The Nordic countries have their hygge, a cozy aesthetic embracing and romanticizing long and harsh winters. In the South, we have a summer season of delight. Not everyone would see it that way, to be sure. Many are the air-conditioning dwellers, vampirically white in mid-July, who refuse to leave their homes, cursing the heat and wishing they lived elsewhere.
There’s another way: embracing the searing heat, eating watermelons grown locally, fishing from the shade, hovering on the edges of cool rivers, and speaking poetically about an interesting way of life. A native son of the Lone Star State told me the bugs I was describing, known only by the itchy bites left behind, are “nociums,” a word I struggled to picture in my head, perhaps of some Latinate origin. But no, he meant they were “no-see-‘ems,” bugs that are very difficult to observe with the naked eye. Who can say the South doesn’t have poetry?
To that end, I have greatly enjoyed Tim Gautreaux’s collection of short stories, “Welding with Children.” First-off, the title is excellent.
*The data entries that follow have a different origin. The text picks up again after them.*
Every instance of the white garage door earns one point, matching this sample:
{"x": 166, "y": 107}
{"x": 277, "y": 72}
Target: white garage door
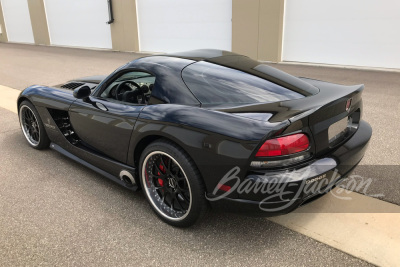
{"x": 78, "y": 23}
{"x": 357, "y": 32}
{"x": 178, "y": 25}
{"x": 17, "y": 21}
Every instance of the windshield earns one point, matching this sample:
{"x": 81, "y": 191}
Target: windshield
{"x": 215, "y": 84}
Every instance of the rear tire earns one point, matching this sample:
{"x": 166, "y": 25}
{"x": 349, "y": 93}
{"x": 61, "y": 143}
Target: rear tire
{"x": 172, "y": 184}
{"x": 32, "y": 126}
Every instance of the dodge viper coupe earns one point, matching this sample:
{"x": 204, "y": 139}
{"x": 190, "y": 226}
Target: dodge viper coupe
{"x": 203, "y": 128}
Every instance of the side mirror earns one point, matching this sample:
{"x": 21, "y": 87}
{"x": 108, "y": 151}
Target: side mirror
{"x": 82, "y": 92}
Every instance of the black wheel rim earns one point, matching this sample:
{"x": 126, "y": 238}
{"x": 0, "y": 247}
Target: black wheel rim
{"x": 29, "y": 125}
{"x": 166, "y": 185}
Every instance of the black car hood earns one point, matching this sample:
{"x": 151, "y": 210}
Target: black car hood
{"x": 91, "y": 79}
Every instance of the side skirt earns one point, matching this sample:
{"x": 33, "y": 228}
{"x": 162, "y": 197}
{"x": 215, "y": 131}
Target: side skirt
{"x": 119, "y": 180}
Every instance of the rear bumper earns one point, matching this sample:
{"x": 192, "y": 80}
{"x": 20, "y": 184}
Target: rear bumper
{"x": 280, "y": 192}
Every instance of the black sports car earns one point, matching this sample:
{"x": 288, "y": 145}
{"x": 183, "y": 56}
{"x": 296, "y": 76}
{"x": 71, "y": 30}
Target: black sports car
{"x": 201, "y": 128}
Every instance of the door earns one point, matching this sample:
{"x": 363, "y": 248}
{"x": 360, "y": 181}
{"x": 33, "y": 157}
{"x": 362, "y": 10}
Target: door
{"x": 78, "y": 23}
{"x": 178, "y": 25}
{"x": 105, "y": 121}
{"x": 357, "y": 32}
{"x": 17, "y": 21}
{"x": 105, "y": 126}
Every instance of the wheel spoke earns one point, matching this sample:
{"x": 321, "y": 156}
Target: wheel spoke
{"x": 167, "y": 170}
{"x": 169, "y": 189}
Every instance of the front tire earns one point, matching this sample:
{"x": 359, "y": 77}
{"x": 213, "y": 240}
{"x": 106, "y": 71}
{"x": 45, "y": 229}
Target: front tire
{"x": 172, "y": 184}
{"x": 32, "y": 126}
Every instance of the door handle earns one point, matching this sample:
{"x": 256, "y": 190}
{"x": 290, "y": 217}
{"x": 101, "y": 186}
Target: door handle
{"x": 110, "y": 13}
{"x": 101, "y": 106}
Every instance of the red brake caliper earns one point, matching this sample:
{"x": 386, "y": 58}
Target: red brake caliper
{"x": 160, "y": 181}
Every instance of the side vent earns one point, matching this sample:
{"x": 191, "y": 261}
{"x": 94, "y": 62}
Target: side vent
{"x": 71, "y": 85}
{"x": 61, "y": 118}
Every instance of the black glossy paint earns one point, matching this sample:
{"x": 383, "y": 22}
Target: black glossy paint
{"x": 217, "y": 137}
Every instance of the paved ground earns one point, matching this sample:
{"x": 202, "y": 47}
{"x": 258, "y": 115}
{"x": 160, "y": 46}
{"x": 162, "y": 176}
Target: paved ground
{"x": 24, "y": 65}
{"x": 54, "y": 211}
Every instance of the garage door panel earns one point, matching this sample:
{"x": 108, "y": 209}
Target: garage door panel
{"x": 358, "y": 33}
{"x": 78, "y": 23}
{"x": 170, "y": 26}
{"x": 17, "y": 21}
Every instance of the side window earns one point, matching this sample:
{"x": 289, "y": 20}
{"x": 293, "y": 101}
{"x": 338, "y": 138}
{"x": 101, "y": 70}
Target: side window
{"x": 131, "y": 87}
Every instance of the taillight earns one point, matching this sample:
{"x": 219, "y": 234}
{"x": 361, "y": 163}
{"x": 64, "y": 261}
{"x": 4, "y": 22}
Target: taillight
{"x": 285, "y": 145}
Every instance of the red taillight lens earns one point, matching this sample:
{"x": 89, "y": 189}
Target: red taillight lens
{"x": 284, "y": 146}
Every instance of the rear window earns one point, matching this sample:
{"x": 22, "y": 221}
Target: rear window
{"x": 215, "y": 84}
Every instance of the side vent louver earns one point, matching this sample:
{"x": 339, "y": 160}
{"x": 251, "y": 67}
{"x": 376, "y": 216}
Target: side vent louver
{"x": 61, "y": 118}
{"x": 71, "y": 85}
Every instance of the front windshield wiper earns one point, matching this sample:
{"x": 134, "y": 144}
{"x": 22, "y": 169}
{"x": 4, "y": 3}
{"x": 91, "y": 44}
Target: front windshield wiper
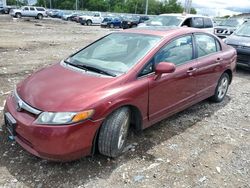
{"x": 91, "y": 68}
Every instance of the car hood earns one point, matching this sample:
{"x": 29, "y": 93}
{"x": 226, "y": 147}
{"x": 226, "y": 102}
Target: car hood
{"x": 58, "y": 88}
{"x": 238, "y": 40}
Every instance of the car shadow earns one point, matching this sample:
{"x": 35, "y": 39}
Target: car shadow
{"x": 35, "y": 172}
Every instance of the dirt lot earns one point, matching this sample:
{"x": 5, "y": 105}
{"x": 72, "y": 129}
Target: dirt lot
{"x": 207, "y": 145}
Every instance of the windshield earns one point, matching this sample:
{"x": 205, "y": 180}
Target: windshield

Second, the stories are steeped in a vanishing culture of the small-town, Southern Louisiana swampland that feels like perpetual summer. Gautreaux shuns the titles of Cajun or Southern writer. He, like many a good writer, emphasizes the importance of lived experience in forming the content of one’s stories. While he may not call himself a Southern writer, what he knows—and clearly, deeply loves—is the South.
In the prelude to this interview, I found the description of reviewer Alan Heathcock who wrote, “The stories are all about people who want to be good, who want to help others and end up helping themselves in the process. They are about redemption, with a tender sense of humor, as seen through the kind eyes of their author.”
Many writers do not have kind eyes for their characters. Their analysis is unnecessarily harsh when interpreting the thoughts and actions of the people they create. Gautreaux is different. He seems genuinely to enjoy the company of his characters. You can understand the frequent comparisons to Flannery O’Connor, though Gautreaux’s stories are very different from hers, because his characters are often societal outsiders, widows, orphans, old women, lonely children. The details are exquisite.
Take this passage from the humorous short story “Easy Pickings”:
“Mrs. Landreneaux was eighty-five years old and spoke Acadian French to her chickens because nearly everyone else who could speak it was dead.”
A good collection of heartfelt stories for the summer season.